Posted Mar 15, 2009 18:08 UTC (Sun) by skybrian (guest, #365) [Link]

Agreed that carefully written, standards-compliant apps that go the extra mile to avoid data loss regardless of operating system will have a portability advantage over most. But unless there are lots of users out there running on filesystems with weaker semantics than ext3, the advantage isn't that big.

Also, what the most carefully written apps do isn't particularly relevant to what the filesystem should do. The choice for filesystem writers is:

a) implement just the bare standards, and most people won't use your filesystem because their apps lose data, even if it's faster.

b) implement nicer semantics so that people will actually prefer your filesystem over others.
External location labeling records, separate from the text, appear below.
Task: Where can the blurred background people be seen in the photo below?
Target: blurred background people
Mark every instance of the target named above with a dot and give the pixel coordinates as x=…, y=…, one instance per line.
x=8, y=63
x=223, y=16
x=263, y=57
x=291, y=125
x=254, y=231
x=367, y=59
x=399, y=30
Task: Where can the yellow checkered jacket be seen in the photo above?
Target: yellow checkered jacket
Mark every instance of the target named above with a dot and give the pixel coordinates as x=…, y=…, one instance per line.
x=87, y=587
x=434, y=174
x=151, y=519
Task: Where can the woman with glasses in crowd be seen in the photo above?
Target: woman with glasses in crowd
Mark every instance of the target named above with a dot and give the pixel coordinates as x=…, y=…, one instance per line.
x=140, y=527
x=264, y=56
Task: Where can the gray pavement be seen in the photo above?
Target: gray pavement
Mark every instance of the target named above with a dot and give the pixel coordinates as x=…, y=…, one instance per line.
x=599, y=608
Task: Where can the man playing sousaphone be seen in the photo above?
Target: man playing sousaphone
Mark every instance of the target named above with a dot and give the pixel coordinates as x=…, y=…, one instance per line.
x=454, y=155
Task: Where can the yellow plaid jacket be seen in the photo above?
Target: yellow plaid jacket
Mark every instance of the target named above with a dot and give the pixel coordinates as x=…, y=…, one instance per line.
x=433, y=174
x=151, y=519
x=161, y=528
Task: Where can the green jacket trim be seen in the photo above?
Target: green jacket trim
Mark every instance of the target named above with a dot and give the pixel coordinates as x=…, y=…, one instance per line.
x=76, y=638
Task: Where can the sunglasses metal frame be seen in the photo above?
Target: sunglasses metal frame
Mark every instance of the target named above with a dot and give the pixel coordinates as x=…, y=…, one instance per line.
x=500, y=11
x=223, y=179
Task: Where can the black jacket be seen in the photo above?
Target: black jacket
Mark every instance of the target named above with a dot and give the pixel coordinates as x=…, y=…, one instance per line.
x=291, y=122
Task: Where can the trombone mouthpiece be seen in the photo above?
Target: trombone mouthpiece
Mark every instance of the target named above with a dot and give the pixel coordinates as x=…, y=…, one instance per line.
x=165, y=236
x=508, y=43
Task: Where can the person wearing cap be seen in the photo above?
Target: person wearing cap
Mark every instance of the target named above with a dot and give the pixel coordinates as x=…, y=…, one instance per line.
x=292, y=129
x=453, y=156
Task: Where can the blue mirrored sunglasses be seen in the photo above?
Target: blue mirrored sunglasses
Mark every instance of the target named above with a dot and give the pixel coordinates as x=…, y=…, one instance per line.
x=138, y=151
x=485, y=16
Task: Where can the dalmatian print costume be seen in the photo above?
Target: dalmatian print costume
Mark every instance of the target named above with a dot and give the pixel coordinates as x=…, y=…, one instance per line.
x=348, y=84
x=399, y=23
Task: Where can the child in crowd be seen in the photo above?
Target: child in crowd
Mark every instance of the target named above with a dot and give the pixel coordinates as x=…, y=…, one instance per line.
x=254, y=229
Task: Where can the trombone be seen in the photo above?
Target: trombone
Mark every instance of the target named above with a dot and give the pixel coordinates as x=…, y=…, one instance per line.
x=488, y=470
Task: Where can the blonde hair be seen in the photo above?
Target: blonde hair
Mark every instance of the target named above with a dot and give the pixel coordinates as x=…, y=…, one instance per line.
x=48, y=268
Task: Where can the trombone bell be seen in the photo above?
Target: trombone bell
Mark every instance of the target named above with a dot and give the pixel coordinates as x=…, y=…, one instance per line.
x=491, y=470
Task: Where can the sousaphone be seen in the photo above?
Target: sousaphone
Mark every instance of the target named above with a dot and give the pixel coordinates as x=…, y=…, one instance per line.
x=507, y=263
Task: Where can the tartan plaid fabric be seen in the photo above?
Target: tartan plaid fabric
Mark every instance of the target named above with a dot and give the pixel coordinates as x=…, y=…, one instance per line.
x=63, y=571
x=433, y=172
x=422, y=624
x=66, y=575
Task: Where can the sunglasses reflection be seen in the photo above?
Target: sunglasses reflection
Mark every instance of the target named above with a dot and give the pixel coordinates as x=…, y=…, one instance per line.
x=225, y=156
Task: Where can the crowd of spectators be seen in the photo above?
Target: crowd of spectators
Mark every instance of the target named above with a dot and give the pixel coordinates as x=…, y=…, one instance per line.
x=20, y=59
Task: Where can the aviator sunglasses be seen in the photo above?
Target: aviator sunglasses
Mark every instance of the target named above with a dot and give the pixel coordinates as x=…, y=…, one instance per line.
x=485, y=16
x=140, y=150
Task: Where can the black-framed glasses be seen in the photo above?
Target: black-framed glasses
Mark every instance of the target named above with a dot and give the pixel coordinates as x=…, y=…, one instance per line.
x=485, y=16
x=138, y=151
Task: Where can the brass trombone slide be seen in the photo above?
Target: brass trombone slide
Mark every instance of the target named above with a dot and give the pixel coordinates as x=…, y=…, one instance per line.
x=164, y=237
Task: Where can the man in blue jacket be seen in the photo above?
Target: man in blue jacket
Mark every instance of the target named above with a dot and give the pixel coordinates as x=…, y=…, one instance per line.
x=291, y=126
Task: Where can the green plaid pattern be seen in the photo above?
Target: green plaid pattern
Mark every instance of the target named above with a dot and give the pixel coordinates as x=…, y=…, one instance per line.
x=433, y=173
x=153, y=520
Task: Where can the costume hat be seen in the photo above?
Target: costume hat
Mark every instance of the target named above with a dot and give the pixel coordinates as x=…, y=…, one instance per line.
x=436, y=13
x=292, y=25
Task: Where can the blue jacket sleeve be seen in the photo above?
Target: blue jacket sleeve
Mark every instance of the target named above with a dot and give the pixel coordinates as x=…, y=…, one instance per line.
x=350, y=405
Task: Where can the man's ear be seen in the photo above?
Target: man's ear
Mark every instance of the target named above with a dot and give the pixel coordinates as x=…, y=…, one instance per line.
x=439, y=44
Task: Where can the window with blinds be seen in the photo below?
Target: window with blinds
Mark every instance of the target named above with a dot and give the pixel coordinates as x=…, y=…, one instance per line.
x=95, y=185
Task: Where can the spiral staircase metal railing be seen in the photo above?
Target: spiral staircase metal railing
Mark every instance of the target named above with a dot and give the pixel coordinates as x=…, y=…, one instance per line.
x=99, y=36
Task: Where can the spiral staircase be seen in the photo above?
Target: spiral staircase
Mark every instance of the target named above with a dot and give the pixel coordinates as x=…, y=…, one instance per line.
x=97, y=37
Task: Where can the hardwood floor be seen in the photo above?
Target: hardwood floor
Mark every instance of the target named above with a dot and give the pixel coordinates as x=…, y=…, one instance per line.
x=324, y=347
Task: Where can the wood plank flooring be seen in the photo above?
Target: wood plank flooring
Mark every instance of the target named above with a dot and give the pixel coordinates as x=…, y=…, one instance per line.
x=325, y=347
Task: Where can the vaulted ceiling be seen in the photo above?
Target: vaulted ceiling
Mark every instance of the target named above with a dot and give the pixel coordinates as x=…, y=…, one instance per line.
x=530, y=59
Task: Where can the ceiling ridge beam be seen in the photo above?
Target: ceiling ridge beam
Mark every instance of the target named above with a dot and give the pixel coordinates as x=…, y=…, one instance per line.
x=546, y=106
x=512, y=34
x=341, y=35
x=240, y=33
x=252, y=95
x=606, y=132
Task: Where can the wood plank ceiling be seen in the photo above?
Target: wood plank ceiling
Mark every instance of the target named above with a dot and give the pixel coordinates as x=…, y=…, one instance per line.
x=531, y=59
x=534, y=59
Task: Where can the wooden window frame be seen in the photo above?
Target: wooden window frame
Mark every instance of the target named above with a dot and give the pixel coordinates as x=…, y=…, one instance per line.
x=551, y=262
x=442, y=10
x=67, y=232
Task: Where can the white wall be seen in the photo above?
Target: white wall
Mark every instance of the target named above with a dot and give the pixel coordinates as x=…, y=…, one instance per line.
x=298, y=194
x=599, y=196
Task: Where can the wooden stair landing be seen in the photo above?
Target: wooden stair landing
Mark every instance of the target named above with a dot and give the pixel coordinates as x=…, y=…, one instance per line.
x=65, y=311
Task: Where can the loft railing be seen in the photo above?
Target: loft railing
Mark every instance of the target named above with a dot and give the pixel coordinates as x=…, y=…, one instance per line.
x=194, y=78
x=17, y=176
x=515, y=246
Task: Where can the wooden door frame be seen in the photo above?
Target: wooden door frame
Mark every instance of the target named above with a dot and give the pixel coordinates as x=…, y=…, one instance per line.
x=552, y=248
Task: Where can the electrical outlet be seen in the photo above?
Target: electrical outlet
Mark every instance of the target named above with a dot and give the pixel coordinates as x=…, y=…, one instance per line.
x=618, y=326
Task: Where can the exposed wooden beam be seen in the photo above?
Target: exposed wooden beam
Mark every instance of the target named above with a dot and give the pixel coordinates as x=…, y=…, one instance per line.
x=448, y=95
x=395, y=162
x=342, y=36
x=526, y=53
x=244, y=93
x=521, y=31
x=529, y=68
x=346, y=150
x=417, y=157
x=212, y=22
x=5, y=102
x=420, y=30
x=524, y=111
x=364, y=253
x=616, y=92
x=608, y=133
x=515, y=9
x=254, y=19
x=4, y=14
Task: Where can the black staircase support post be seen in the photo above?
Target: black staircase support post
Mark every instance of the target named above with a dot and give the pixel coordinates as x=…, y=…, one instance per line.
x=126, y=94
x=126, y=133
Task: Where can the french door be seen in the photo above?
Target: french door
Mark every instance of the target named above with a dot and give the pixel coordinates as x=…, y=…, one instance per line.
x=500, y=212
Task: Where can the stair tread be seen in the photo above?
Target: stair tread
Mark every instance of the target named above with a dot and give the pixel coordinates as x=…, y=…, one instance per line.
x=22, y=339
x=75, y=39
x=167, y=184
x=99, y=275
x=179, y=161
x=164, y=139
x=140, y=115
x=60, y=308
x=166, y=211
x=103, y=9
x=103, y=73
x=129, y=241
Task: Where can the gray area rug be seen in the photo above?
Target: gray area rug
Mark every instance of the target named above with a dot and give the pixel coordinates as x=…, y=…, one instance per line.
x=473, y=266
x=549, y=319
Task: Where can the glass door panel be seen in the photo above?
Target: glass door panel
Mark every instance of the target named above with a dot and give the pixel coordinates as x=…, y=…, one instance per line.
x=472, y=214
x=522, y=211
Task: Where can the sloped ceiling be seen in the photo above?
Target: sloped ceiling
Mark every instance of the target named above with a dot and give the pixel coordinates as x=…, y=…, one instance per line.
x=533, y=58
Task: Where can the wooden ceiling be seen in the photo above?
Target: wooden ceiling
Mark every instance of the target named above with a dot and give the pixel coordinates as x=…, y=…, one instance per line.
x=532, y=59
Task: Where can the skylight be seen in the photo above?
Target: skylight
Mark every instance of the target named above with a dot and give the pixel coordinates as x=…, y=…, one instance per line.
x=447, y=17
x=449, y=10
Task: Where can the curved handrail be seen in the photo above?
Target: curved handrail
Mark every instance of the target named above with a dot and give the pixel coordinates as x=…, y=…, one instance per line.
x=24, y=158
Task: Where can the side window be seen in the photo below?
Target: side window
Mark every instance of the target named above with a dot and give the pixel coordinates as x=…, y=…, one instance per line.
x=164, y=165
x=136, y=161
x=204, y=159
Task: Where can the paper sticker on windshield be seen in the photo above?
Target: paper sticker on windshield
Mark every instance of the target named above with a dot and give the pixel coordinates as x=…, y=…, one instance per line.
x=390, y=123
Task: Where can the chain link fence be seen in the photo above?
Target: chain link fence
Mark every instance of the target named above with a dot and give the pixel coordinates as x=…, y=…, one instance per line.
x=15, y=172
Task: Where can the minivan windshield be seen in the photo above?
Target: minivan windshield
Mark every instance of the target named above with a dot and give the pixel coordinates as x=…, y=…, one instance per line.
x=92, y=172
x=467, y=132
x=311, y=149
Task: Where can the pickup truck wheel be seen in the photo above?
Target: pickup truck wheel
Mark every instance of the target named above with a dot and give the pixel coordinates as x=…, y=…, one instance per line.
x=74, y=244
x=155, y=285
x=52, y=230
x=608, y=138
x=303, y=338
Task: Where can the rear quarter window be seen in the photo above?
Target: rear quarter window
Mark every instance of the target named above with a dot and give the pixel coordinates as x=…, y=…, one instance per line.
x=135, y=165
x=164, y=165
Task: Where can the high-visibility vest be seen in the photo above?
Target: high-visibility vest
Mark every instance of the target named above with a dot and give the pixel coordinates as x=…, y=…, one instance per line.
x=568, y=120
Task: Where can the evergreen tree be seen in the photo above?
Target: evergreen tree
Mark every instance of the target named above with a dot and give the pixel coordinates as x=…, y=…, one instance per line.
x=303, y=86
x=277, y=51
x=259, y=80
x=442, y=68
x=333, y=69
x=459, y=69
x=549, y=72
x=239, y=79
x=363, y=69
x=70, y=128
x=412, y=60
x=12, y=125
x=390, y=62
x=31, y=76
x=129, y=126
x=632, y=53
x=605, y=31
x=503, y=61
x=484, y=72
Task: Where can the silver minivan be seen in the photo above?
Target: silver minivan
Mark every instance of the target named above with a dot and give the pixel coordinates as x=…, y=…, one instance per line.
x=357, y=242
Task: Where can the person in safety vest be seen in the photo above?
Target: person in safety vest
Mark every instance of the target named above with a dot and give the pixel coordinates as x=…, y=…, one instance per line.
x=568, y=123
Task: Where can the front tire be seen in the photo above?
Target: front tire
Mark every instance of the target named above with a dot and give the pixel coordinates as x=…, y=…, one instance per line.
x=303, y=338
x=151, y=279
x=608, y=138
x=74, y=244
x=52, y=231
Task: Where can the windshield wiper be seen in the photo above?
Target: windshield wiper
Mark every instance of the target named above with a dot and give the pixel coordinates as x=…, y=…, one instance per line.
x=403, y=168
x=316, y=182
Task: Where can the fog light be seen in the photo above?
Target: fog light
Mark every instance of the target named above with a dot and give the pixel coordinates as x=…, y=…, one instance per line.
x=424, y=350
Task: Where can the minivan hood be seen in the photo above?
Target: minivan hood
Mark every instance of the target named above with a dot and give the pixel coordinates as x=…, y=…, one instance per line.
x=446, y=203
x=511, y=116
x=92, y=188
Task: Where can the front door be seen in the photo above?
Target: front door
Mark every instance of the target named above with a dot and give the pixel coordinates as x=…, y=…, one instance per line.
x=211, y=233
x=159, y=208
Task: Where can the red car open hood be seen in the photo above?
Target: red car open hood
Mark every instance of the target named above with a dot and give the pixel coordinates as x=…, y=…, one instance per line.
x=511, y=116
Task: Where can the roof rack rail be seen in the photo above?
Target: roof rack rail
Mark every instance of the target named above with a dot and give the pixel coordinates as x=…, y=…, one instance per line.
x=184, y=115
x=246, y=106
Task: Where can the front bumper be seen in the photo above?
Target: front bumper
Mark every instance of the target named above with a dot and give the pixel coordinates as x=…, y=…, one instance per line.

Decreased data loss after a system crash, even for poorly written apps, is such a feature.

It's the same tradeoff that exists for people who write web browsers. When the standards are too weak to achieve compatibility with most apps, you have to go beyond them. You need both good performance and good compatibility.

Without this patch, ext4 would not be competitive with ext3.

Name of sysctl paths

Posted Mar 16, 2009 9:30 UTC (Mon) by tarvin (guest, #4412) [Link] (1 responses)

On my Fedora 10 system, the involved sysctl paths are:

/proc/sys/vm/dirty_writeback_centisecs
and
/proc/sys/vm/dirty_expire_centisecs

I suppose there is a slight error in the article. Or is Fedora 10 nonstandard regarding this?

Name of sysctl paths

Posted Mar 16, 2009 13:55 UTC (Mon) by corbet (editor, #1) [Link]

There was a slight error in the article, yes. Sorry for any confusion...

Why wait, if the disk is idle?

Posted Sep 9, 2009 22:30 UTC (Wed) by Richard_J_Neill (subscriber, #23093) [Link] (1 responses)

I understand why the optimisations are a good idea on very heavily loaded system. Likewise on a laptop-mode machine which spins down the HDD.

But in all other cases, if the disk is idle, surely the OS should flush as soon as it possibly can? What benefit occurs from waiting 30 seconds (to have more efficient writes) if the disk isn't running flat-out at this instant?

Why wait, if the disk is idle?

Posted Sep 11, 2009 15:48 UTC (Fri) by nix (subscriber, #2304) [Link]

Even some non-laptop systems (e.g. WD GreenPower drives) can spin
themselves down a bit to save power.